I have thought about this alot and deleted my first draft in response to this weeks challenge.
I know alot of rules, I have an MFA in patternmaking, design etc. Technical Theater is a Jill of all trades job. I have learned alot about rules from school and work.
BUT, I know rules only to break them. It's the nature of my job. It carries over into my art life. I think you should have some idea of rules in order to make something better. It's not about schooling or degrees.
For instance, what comes to mind is abstract art. There is alot of bad abstract art. Alot of people whose work doesn't speak. Abstract art should move a person, sing, have an emotional point, create a moment for the view, or be a party for your eyes. Most that I see are what I call dead art. I keep these opinions to myself. But I won't buy a piece unless it has a conversation with me.
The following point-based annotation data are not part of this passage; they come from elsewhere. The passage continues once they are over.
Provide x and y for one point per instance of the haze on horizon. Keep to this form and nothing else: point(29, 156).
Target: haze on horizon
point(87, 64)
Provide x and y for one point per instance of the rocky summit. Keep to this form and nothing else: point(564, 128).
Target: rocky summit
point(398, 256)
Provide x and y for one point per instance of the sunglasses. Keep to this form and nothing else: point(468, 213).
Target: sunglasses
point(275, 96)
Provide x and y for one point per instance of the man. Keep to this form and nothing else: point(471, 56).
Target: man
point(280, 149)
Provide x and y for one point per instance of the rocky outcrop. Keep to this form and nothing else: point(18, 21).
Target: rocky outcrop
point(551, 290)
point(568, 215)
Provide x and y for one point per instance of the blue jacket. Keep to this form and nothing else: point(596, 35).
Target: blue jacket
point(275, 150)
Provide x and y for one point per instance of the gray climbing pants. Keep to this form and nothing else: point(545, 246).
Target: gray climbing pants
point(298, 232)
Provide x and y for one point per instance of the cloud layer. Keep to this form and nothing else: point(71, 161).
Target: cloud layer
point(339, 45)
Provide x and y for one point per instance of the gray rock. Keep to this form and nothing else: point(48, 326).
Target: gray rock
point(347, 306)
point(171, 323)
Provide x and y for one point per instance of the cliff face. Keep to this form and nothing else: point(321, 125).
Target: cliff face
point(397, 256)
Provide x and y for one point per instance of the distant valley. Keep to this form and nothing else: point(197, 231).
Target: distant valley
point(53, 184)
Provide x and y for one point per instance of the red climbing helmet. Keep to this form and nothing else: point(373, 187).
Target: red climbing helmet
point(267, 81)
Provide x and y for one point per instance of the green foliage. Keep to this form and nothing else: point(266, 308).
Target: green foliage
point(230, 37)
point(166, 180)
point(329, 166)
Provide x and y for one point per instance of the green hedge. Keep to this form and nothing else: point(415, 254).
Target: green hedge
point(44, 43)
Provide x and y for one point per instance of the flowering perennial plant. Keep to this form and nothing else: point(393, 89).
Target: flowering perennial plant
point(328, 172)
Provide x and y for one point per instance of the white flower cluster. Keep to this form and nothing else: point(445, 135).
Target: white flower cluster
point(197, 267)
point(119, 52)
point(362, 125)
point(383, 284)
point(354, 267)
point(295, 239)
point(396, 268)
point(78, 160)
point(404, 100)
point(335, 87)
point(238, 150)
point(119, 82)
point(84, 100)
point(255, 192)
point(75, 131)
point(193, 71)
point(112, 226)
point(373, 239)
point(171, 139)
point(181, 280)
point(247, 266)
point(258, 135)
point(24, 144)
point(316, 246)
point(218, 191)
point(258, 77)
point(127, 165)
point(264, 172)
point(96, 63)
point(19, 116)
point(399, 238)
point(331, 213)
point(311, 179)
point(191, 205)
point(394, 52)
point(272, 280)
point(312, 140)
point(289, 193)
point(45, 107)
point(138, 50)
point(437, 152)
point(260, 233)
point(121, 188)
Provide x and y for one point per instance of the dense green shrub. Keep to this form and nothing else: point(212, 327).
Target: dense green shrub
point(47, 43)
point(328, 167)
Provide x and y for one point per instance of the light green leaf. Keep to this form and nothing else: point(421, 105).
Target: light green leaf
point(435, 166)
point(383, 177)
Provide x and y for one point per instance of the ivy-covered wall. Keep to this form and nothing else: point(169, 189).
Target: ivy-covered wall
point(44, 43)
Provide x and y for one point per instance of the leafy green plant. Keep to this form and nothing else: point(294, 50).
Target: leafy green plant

I know the drill about - well everyone is an artist, and all art is good because it is done. Well no, not everyone is an artist and not all things in public are good.
So, how does one achieve this? Beats me, I just know it when I feel it and I keep pushing the work until it does one of the above. Hence, I don't do alot anymore because it is so time consuming. I was taught you push a piece until it speaks. You will know when it is ready.
I think, I feel tired from this process. The kind of tired that 8 hours of sleep doesn't bring restoration to. My day job is constantly judged by the designer, the director, the process. I know the day job and excel at this.
But when it comes to me standing alone, my feet get cold. There is no guidance coming from anyone but me. While I can do this in production, it's the elephant in the room when I am alone with the pencils and brushes.
I have many thoughts but decided this class is only aboutme. And, the changes that I want to make. Only then can my process be apart of the bigger realm. I do journal, think and write so this is not new. What is new is it's only about me.
So, any thoughts on how to change this? It only happens with paints, pencils but not with cloth. Unless it's painting cloth.